History of the Use of Plants as Medicines

One of the oldest records and considered the oldest written evidence of medicinal plants’ usage goes back to about 5000 years ago and was written on Sumerian clay slabs containing a dozen recipes for drug preparations of over 200 different plants (Sumner, 2000). Other records, which date back to around 2600 BC, came from ancient Mesopotamia and were recorded on clay tablets in cuneiform script (Scurlock, 2014).
There is evidence that medicinal plants have been used in early civilizations as demonstrated by the Chinese emperor Shen Nung (ca. 2500 BC) who compiled descriptions of over 300 medicinal herbs and the Chinese material medica has a long impressive history (Zhu, 1998). Many of those herbs have been reported as medicines in different parts of the world such as ancient Egypt, Mesopotamia, and Europe. Opium is one of mankind’s oldest effective drugs and was used several millennia ago.
The Assyrians, Babylonians, and Sumerians recorded herbal remedies in cuneiform inscriptions on numerous clay tablets and the Code of Hammurabi (Sigerist, 1955) (18th century BC) contains many herbal medicines. The Egyptians recorded their medicinal knowledge in tomb illustrations and on papyrus dating from the Old Kingdom of Egypt. The ‘Ebers Papyrus’ (ca. 1550) was the most important of these recordings and contains over 600 prescription drugs of various plant species (Le Strange, 1977). European medicine is thought to have initiated with Hippocrates (460–377 BC) who compiled over 200 medicinal plants which were classified by physiological action and he is considered the ‘father of medicine’ (Castiglioni, 1985). Celsus, who was a famous medical writer, mentioned about 250 medicinal plants in his ‘De re medica’ book (Celsus, 1948). Dioscorides, who was a Greek military physician and considered the ‘father of pharmacognosy’, recorded the use of medicinal plants and wrote De Materia Medica in ca. 77 AD, which was used as a reference in Europe for more than a millennium and translated into several languages (Riddle, 1985). It included over 900 drugs and most of them were of plant origin. Galen (130–200 AD), who was a renowned Greek physician and pharmacist, influenced the development of various scientific disciplines and documented the use of plants as medicines (Roberts, 1998).
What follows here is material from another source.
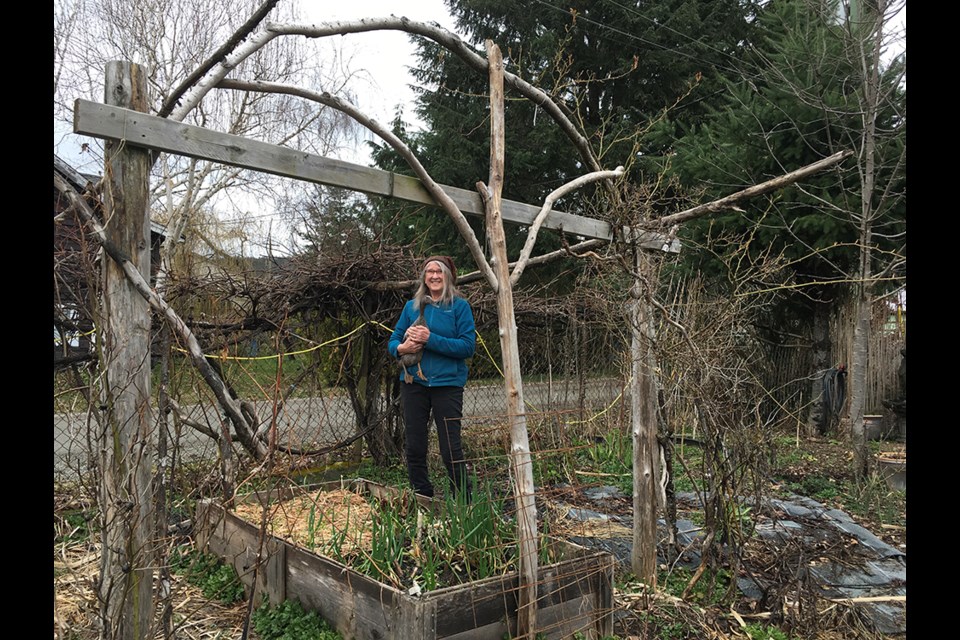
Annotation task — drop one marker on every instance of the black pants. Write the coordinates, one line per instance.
(446, 403)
Native Americans used plants as medicines for centuries and some anticancer drugs that are currently available to treat various cancers are derived from plants in North America such as the Pacific yew tree (Taxus brevifolia) from which the anticancer drug paclitaxel (Taxol®) is derived (Nicolaou, 1998). African traditional medicine has also been practiced for many centuries and it has diverse medical treatments for different diseases but it was poorly recorded (Vossen, 1986).
In the 17th century, one of the best herbal remedies was introduced into Europe; the use of the bark of the Cinchona tree which became a popular medicine to treat malaria. Its active ingredient quinine was isolated two centuries later (1820). In the 18th century, the foxglove plant was used by Withering for treating dropsy (Withering, 1785) and the active ingredient (digoxin) is currently being used for treating various heart conditions.
The first ‘pure’ drugs became available during the 19th century. The alkaloids quinine (1820), morphine (1806), and ephedrine (1887) were extracted from plants and chemists later on were able to disclose the chemical synthesis of these important alkaloids.
A considerable number of drugs appeared in the second half of the 20th century that can treat diverse diseases as a result of the advancement in pharmaceutical science and the establishment of pharmaceutical companies. Although both synthetic and natural product-based drugs are currently used in curing diseases, numerous drugs in clinical use today are based on plant-derived natural products or their analogues.